Write a Career Pivot Story
19/20<context> Previous career: [industry, role, years] New direction: [target industry and role] The catalyst: [what made me want to change] What I bring: [skills and perspectives from my previous career] </context> <task> Write my career pivot story for 3 contexts: 1. LinkedIn About section version (250 words) — for passive networking 2. Interview version (90 seconds spoken) — for "tell me about yourself" 3. Networking event version (30 seconds) — for quick introductions Each should: - Frame the pivot as intentional, not accidental - Connect the dots between old and new career - Highlight what my non-traditional background adds - End with where I'm headed (forward-looking) </task> <constraints> - Don't apologize for the career change — it's an asset - The interview version must be speakable (write for the ear) - Include one specific moment or insight that triggered the change (makes it memorable) - Each version should stand alone (don't assume they've read the others) </constraints>
Three versions of your career pivot story — LinkedIn, interview, and networking — each framing the change as a strength.
Pro tip: The "catalyst moment" is what makes career pivot stories memorable. Give Claude a specific, honest moment and it will build the narrative around it.

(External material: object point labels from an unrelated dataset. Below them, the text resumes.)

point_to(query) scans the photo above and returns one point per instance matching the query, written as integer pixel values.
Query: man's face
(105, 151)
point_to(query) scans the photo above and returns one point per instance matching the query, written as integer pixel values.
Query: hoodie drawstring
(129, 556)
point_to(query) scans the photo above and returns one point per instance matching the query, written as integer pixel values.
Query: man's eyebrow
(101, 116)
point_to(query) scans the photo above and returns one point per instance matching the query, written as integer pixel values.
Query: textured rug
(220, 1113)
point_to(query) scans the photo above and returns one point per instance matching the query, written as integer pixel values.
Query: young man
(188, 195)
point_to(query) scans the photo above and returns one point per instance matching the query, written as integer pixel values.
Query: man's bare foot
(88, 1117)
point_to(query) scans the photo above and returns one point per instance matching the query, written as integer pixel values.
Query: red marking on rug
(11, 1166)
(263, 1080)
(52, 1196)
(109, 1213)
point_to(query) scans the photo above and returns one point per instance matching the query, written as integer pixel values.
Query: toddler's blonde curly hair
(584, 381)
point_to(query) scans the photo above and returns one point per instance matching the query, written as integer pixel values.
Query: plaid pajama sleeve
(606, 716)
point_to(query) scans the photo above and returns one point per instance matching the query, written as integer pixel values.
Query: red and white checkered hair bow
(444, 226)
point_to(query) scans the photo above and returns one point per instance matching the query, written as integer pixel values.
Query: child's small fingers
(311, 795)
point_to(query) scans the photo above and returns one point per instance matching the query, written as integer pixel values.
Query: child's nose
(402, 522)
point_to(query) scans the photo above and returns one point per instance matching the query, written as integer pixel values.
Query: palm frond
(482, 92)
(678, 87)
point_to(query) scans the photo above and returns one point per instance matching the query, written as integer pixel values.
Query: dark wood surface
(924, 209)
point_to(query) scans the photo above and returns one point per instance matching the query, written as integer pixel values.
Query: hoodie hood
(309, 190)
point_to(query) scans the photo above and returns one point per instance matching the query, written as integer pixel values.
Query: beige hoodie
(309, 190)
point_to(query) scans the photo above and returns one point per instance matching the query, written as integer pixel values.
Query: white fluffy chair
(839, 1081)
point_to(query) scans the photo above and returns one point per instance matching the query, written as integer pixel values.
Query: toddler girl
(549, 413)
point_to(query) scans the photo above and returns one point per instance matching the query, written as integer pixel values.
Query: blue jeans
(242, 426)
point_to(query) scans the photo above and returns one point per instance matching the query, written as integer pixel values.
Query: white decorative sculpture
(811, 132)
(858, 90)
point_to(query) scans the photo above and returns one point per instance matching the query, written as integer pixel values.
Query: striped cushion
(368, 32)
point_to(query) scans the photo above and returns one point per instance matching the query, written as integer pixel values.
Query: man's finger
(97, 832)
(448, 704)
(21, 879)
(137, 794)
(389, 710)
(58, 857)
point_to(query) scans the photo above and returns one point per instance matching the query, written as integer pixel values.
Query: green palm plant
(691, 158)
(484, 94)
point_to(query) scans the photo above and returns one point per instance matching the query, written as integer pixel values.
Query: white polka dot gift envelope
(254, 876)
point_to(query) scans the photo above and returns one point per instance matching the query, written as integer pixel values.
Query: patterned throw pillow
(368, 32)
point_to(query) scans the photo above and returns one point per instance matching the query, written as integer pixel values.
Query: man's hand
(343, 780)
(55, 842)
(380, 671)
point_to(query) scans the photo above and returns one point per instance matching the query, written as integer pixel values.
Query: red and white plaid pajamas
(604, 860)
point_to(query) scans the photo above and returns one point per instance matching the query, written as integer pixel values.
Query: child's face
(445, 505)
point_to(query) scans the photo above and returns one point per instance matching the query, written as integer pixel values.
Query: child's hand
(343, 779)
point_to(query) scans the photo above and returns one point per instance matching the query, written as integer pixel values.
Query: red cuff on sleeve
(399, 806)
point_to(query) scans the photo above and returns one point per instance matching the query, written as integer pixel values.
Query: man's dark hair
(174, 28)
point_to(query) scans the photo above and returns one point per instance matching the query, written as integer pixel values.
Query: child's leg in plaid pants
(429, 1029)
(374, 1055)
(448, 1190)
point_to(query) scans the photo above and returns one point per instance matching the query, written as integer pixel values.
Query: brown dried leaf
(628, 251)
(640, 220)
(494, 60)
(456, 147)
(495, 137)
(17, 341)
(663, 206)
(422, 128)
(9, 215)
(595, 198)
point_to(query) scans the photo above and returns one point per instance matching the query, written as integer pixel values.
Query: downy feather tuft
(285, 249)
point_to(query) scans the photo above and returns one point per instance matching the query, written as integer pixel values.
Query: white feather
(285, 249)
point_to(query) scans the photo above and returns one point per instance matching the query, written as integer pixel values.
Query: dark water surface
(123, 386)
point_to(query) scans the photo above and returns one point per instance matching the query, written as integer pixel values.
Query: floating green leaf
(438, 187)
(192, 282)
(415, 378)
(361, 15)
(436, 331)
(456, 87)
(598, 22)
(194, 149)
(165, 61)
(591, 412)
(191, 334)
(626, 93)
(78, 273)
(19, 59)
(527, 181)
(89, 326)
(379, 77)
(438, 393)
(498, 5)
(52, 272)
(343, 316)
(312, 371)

Identify Transferable Skills
20/20<context> My current/past role: [describe in detail — daily tasks, projects, responsibilities] Target role: [what I want to do next] Target job descriptions: [paste 1-2 job descriptions, or describe requirements] </context> <task> Analyze my transferable skills: 1. Direct transfers — skills that apply exactly (just different context) 2. Adjacent transfers — skills that need slight repositioning 3. Hidden transfers — skills I'm not seeing because I'm too close to my own experience 4. For each skill: how to describe it on a resume using the target role's language 5. Priority skills to develop — what's missing that I can't transfer from current experience </task> <constraints> - Be specific: "managed a $2M project budget" not "project management skills" - Hidden transfers are the most valuable part — dig deep - Use the exact language from the target job descriptions - Priority skills should be ranked by: importance for the target role × ease of acquiring </constraints>
Uncovers direct, adjacent, and hidden transferable skills — with exact language for your target role.
Pro tip: Describe your daily work in granular detail — meetings you run, tools you use, decisions you make. Claude finds transferable skills in the details that generic descriptions miss.